Burke was arrested Thursday morning in Tampa Bay, and is charged with 14 crimes, including conspiracy.
Law enforcement officials allege Burke and an unnamed accomplice used “compromised credentials” to illegally access video streams from Fox News to distribute unflattering clips of Carlson after his high-profile exit from the conservative cable outlet last April.
The complaint also alleges that Buke took “specific steps” to mask how and where the clips — which were ultimately published by Media Matters — were obtained.
Attorneys representing Burke allege he did nothing wrong in obtaining and disseminating the videos.

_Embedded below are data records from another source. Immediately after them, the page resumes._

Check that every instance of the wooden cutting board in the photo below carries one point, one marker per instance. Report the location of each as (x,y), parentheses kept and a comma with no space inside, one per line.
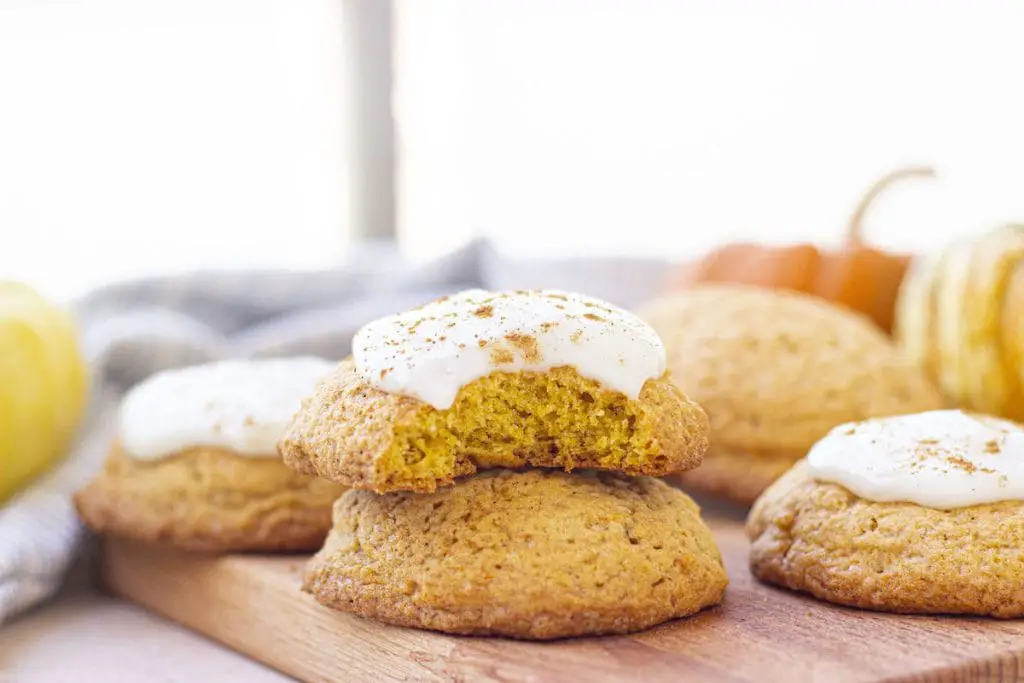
(253,604)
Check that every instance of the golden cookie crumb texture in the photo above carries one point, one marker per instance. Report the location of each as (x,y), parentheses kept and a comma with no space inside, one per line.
(355,434)
(536,554)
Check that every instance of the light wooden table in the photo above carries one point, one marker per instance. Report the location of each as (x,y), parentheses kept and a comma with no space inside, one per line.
(88,637)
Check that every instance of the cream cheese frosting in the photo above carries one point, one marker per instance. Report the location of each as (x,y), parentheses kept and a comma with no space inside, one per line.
(241,406)
(939,459)
(432,351)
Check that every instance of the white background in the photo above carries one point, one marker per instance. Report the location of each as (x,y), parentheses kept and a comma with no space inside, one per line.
(152,135)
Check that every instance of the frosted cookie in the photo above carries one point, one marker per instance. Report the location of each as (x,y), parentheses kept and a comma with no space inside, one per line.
(537,554)
(195,462)
(485,379)
(775,371)
(918,514)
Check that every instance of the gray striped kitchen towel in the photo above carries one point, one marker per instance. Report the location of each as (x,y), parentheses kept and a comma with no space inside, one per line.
(133,329)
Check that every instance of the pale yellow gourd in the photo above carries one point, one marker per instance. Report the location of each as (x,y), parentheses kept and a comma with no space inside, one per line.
(961,316)
(43,385)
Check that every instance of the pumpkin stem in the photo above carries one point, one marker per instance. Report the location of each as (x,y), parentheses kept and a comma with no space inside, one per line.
(855,231)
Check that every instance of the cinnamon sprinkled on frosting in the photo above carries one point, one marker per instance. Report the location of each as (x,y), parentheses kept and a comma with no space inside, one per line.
(434,350)
(940,459)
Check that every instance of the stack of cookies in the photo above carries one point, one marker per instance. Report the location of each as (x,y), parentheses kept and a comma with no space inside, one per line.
(499,449)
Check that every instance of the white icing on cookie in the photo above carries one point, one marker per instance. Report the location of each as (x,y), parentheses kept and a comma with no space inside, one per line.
(432,351)
(242,406)
(940,459)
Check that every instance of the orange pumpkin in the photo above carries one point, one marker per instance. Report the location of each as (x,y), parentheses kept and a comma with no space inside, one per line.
(856,274)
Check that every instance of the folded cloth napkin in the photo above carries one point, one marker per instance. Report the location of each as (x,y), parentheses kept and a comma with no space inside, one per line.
(131,330)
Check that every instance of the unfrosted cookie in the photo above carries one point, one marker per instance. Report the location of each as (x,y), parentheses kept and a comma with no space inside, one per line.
(484,380)
(775,371)
(538,554)
(918,514)
(195,463)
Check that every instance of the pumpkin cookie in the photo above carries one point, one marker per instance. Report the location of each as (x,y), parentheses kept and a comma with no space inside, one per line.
(775,371)
(481,380)
(914,514)
(538,554)
(195,463)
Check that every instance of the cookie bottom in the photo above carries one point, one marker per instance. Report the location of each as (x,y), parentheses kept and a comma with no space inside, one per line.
(898,557)
(535,554)
(209,500)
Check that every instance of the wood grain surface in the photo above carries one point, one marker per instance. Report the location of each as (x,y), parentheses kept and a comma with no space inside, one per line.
(254,605)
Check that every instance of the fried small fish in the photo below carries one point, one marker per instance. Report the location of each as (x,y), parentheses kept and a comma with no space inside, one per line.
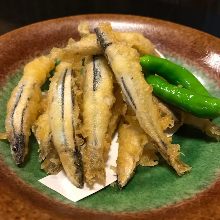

“It’s not hacking, it’s just good investigative journalism,” Maddux told the Tampa Bay Times Thursday. “We obviously emphatically deny these charges and we’re looking forward to the opportunity to defend him and exonerate him.”
Earlier this year, the ACLU of Florida agreed, claiming the details of Burke’s case have a “chilling effect on journalism.”
The videos of Tucker Carlson were released in a steady stream by Media Matters. Over the course of several days, clips of Carlson railing against the FOX Nation streaming service, drinking on the job, asking a makeup artist if she had pillow fights during sleepovers, and his controversial interview with rapper Kanye West that featured anti-Semitic comments from the artist were all released by the media watchdog organization.